When it comes to pharmacy staff, PHE suggests a simple way to offer oral health advice for parents of young children can be based on the Delivering Better Oral Health – a quick guide to a healthy mouth in children factsheet, and that they should also signpost them to local dental services.

Whichever approach is taken to tackle the conversation, improving child dental health requires a whole systems approach with action across the healthcare sector, and everyone – including community pharmacy – has a valuable part to play.

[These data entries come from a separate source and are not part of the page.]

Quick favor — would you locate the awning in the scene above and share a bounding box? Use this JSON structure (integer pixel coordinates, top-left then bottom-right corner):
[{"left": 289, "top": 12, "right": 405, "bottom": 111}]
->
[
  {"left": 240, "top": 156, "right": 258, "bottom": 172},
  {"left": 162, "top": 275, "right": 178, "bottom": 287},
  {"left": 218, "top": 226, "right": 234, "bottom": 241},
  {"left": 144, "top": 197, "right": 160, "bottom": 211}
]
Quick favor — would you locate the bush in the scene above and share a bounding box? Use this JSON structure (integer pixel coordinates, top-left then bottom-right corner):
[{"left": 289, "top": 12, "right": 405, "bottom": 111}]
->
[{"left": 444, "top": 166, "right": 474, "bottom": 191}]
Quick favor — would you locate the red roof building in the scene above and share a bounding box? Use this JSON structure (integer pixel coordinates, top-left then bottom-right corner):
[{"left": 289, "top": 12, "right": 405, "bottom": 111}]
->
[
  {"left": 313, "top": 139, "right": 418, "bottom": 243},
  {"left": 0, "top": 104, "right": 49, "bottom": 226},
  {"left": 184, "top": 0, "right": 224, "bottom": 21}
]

Top tips for healthy teeth

The British Dental Association suggests the following advice for pharmacy teams to pass on to customers:

  • Advise parents, guardians and carers who seek advice on teething remedies on the need to establish a daily oral hygiene regimen and regular oral health assessments after the eruption of first teeth, and to consider purchasing a drinking cup, as this is better for the teeth than a valve. This cup should not be used to provide sugary drinks
  • Advise individuals purchasing weaning and other baby foods to not add sugar to the products, even though they may not taste sweet and there may be concerns that the baby may reject and waste them. Advise parents to look out for hidden sugars in ready-made weaning foods that are meant to be savoury, as well as baby-friendly products, such as rusks marketed for teething and biscuits, for example, that are very sugary
  • Discuss the purchase of appropriate toothbrushes, fluoride-containing toothpastes and other oral hygiene aids (e.g. mouthwashes) for children. This should reinforce advice that all children’s teeth should be brushed at least twice daily, including the need for a parent, guardian or carer to brush the teeth of young children (under three years of age), and supervise tooth brushing until the child becomes proficient at brushing at six years of age or older; to use only a pea-sized amount of toothpaste on a child’s toothbrush, and to reinforce the message ‘spit don’t rinse’ after brushing
  • Wherever possible, dispense or sell OTC sugar-free products for use by children and take the opportunity to reinforce the recommendation that parents and carers should restrict the frequency and amount of sugar consumed by children, with no more than four intakes of sugar a day. Pharmacy staff can also provide advice on avoiding obesity and poor nutrition
  • When asked for remedies for dental pain and other complaints in children (e.g. ulcers), pharmacy staff can play an important role in encouraging parents and carers to seek appropriate dental care. Medications which may relieve dental pain in children will not address the underlying problem; for example, infection associated with a badly decayed tooth.